The Mudcat Café TM
Thread #46008   Message #952762
Posted By: Frankham
14-May-03 - 06:29 PM
Thread Name: Help, singing in noisy environments
Subject: RE: Help, singing in noisy environments
Hi Guest with Quiet Voice,

My two cents. If you decide to study voice, be cautious. Some well-intended teachers can wreck voices. Best thing, find some singer who you admire and then inquire who they are studying with.

In singing, environment is everything. If you are in a noisy pub, don't waste your time. People who are drinking have poor attention spans.

Don't hurt yourself by trying to outsing the crowd. It makes matters worse. Sol Hurok used to say "If people don't want to come to a show, you can't stop them." Same is true for noisy inattentive places and audiences.

The best way to project is to totally relax and sing naturally with your own vocal instrument. If you try to change and push it with force, it will backfire on you. Work on relaxation, diction, shaping a lyric so that it communicates in the way an actor does. Remember that even though you are singing folk music, you are still a performer. Breath support (diaphragmatic breathing) pitch and diction can be learned from a good vocal teacher.
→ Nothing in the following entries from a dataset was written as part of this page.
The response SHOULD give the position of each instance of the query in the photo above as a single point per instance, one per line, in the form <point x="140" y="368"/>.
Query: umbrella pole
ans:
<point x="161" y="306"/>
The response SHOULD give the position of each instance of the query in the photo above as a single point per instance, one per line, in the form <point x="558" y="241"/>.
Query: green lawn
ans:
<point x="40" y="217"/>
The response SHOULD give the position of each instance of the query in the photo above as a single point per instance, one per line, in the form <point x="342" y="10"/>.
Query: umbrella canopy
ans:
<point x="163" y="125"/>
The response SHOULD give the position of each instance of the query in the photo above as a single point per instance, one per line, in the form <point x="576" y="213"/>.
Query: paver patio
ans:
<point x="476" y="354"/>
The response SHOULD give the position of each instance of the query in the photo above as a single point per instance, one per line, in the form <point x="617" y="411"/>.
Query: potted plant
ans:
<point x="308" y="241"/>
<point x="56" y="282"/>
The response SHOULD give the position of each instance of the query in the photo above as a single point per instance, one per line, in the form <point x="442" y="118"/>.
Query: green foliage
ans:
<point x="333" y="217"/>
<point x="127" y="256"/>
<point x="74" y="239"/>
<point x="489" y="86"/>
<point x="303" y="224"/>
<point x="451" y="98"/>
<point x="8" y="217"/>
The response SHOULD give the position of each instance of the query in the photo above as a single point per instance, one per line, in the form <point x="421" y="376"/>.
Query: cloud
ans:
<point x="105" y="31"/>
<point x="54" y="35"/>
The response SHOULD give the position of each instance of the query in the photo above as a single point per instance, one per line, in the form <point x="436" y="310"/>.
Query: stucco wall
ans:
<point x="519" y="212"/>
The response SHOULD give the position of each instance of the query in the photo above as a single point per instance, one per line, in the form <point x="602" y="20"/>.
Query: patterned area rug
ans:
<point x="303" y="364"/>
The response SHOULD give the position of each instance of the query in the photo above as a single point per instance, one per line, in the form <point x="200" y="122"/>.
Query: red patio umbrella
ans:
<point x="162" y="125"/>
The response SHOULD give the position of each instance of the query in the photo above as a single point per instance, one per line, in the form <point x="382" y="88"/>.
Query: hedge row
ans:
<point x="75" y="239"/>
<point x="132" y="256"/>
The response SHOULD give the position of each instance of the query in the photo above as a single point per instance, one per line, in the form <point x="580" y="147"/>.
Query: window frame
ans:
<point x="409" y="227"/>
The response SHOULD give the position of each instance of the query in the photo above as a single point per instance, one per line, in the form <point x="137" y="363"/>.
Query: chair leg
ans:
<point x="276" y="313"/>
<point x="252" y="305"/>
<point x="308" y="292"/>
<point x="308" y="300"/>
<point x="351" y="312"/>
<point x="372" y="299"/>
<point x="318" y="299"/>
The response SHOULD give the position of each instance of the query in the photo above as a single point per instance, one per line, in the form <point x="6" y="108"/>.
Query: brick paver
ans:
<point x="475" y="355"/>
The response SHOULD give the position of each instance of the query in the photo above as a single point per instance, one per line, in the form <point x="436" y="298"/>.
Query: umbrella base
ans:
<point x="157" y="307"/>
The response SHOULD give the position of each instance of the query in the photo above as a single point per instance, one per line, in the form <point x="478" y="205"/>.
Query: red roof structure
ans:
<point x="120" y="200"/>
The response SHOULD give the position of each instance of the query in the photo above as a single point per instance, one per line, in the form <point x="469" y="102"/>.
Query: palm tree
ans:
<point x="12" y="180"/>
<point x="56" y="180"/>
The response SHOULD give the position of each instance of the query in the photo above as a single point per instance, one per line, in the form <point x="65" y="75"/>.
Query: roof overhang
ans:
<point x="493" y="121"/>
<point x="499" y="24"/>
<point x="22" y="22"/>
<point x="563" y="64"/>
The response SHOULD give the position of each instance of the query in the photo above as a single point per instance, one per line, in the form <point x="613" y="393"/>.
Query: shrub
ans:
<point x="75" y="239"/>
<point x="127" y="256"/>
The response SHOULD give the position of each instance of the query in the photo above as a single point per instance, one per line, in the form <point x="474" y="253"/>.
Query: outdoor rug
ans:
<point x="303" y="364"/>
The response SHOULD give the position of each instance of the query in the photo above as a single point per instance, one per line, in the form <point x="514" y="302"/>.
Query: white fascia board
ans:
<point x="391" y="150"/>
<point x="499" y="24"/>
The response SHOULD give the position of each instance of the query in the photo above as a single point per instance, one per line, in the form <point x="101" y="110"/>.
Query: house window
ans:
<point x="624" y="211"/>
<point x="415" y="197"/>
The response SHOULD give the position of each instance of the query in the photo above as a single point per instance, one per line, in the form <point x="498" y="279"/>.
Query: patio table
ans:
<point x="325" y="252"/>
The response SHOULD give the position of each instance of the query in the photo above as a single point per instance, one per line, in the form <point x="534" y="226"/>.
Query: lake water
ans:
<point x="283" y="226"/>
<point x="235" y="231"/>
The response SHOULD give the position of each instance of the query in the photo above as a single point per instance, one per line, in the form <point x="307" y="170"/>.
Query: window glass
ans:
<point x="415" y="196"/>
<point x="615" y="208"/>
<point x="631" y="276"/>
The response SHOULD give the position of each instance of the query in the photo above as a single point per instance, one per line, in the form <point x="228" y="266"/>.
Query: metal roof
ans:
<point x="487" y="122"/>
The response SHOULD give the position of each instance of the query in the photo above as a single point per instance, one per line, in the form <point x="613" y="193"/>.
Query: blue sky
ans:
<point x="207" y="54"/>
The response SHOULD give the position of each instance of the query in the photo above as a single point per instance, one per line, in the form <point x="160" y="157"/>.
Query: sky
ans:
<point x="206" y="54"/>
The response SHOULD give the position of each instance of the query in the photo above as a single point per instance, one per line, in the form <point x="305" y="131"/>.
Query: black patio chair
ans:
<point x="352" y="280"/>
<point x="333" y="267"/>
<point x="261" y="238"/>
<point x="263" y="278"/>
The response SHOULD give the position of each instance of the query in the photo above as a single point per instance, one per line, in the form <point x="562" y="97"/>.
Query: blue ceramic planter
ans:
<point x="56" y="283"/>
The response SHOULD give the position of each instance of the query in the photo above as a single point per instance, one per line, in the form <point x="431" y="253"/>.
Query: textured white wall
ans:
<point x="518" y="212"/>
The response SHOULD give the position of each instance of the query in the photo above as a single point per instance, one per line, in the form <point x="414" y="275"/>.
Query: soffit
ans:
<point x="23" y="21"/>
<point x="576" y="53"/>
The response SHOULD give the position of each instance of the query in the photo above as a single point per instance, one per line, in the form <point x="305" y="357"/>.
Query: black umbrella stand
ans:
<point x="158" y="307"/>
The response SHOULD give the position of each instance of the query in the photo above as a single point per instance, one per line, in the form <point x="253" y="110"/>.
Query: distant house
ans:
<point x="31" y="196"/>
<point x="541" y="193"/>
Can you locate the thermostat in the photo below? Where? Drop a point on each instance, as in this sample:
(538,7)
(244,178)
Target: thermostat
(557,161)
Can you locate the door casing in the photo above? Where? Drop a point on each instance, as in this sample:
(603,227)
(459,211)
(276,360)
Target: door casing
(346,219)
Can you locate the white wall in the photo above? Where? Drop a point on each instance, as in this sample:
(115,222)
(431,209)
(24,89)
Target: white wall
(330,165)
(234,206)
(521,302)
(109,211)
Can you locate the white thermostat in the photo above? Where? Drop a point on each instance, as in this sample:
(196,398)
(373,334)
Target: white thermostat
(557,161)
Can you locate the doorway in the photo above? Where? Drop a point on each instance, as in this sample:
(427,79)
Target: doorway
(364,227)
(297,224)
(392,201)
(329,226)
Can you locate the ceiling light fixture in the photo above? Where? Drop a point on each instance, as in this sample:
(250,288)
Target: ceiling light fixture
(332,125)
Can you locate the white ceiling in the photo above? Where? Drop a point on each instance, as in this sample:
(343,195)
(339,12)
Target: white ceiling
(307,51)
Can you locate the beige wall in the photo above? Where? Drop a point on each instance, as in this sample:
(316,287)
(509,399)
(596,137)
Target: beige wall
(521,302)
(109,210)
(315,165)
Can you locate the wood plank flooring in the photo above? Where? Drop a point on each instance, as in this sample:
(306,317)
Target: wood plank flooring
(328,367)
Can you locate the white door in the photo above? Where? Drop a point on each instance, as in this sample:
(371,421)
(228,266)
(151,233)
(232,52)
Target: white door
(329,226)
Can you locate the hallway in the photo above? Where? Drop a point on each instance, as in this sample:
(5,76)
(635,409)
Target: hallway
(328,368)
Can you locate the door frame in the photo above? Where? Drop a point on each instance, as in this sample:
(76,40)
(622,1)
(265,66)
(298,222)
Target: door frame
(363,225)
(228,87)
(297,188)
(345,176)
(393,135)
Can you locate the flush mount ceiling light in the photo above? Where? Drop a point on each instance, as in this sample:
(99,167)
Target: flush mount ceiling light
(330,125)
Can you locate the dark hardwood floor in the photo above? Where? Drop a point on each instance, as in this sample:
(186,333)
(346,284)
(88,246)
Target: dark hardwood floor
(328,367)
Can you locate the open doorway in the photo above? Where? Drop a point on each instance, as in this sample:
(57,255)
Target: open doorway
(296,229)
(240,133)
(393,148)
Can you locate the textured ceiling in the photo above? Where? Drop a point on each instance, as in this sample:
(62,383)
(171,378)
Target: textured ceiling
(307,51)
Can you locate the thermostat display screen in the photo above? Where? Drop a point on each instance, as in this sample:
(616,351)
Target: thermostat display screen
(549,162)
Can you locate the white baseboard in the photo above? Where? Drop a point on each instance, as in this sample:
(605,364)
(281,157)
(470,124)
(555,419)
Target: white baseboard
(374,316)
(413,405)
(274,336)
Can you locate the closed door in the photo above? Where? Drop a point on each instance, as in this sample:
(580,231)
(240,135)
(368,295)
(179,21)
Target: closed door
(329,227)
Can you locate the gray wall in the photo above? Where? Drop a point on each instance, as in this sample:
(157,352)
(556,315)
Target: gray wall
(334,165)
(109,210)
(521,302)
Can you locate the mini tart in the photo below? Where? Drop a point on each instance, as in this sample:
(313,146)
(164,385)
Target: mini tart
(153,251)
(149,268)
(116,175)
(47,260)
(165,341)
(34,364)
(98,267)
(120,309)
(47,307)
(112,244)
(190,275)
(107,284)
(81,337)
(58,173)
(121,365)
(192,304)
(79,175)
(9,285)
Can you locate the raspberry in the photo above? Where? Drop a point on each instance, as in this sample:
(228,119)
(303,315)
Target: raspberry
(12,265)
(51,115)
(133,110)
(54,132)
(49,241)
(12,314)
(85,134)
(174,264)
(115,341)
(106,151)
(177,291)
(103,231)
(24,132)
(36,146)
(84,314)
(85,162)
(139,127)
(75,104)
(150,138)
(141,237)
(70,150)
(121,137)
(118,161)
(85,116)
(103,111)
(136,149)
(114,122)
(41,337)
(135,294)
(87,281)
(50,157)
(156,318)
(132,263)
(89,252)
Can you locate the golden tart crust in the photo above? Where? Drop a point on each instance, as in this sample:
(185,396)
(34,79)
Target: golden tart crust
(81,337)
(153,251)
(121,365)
The worst thing that you can do is to try to be heard when the odds are against it happening. Pubs are not the best places to develop singing. You get the occasional singer who is loud and forceful but singing requires vocal quality, nuance, interpretation, musicality and above all, a sense of well-being and relaxation, or at least an appearance of that. In this, singing is psychological. Being at ease is fundamental.

A sound system can be a trap unless you know how to use it. Mic technique is not learned overnight. Most small systems are tinny, and do not represent your vocal quality well. For this you might need a good mic (a condensor or a very good dynamic). In most places where a sound system is needed, you are at the mercy of a sound person who probably has never heard you before and doesn't know how to make you sound better. The only way out is to haul in your own system, not practical for a singaround or informal gathering.

The most important is to save your voice. This is where vocal training comes in and that's the only real reason to have it. Sometimes you can learn musicianship from a vocal trainer but mostly it's about taking care of the "instrument" and bringing it out.

If you continue singing at various places, do not compromise your voice by yelling, outsinging, or straining. Even if people are talking while you are singing, don't try to shut them up. You will do more damage than good. When you have found the balance of your voice, then stay with that and try to find the environment that supports that.